Foregenix is launching a service to combat the new and growing breed of cyber attacks on African banks.

The global cyber security firm, which specialises in the financial services and has a regional hub in Johannesburg, is introducing the Foregenix Threat Sweep.

Based on Foregenix’s established Serengeti technology, the service cuts the dwell time of attackers within an organisation to hours from an industry average of around 100 days.

The new service cuts through the noise and identifies latent threats in a matter of minutes. Threat Sweep is backed-up by a Threat Intelligence Team and senior Digital Forensics and Incident Response analysts performing threat hunts on specific issues experienced within the sector. The combination of technical innovation and human elements mean threats are detected quickly and mitigated efficiently.
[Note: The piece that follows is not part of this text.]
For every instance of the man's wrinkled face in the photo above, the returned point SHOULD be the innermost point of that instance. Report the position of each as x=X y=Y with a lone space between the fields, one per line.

Among the rapidly emerging attacks Threat Sweep is aiming to combat is the surge in ATM cashout type attacks (FASTCash). These attacks on issuing banks or payment card processors exploit weak internal system architecture and security controls of processing switches (servers) and then use a small subset of cloned payment cards at ATMs to fraudulently withdraw large amounts of money in untraceable hard currency.

The CEO of Foregenix Andrew Henwood explains: “ATM cashouts allow hackers to extract vast sums of money in less than 30 minutes by compromising the backend and eliminating the removal limits on the these accounts. This is all done in an almost risk free manner. So it is essential to do be extra vigilant and perform additional checks within the payment environment, even if there is no obvious breach as attackers typically lie dormant for months.”

Henwood adds: “As a PCI Forensic Investigator, we are seeing regular requests for assistance from organisations experiencing ATM Cashout attacks. Previously, these were on the periphery but are now becoming a weekly phenomenon on some parts of the continent.”

The Threat Sweep service offers immediate response to this type of critical situation. It is offered for a fixed-time and cost for 30-days and most clients opt to extend into the Foregenix MDR service.

“Unfortunately, in most of our forensic investigations, banks and organisations are failing to detect when their systems were initially compromised,” Henwood says. “From analysis of our casework we see 135 days elapsing before an alert is raised and by that point the hacker typically knows and understands the environment better than the IT administrators, they are well-established and have already harvested large amounts of valuable personal and financial data.

“Many organisations rely on the traditional security systems – firewalls, antivirus, patch management – but they are still being breached. With new threats emerging, our rapid response service meets an increasing need for the sector to accurately establish their threat and risk level and take appropriate action.”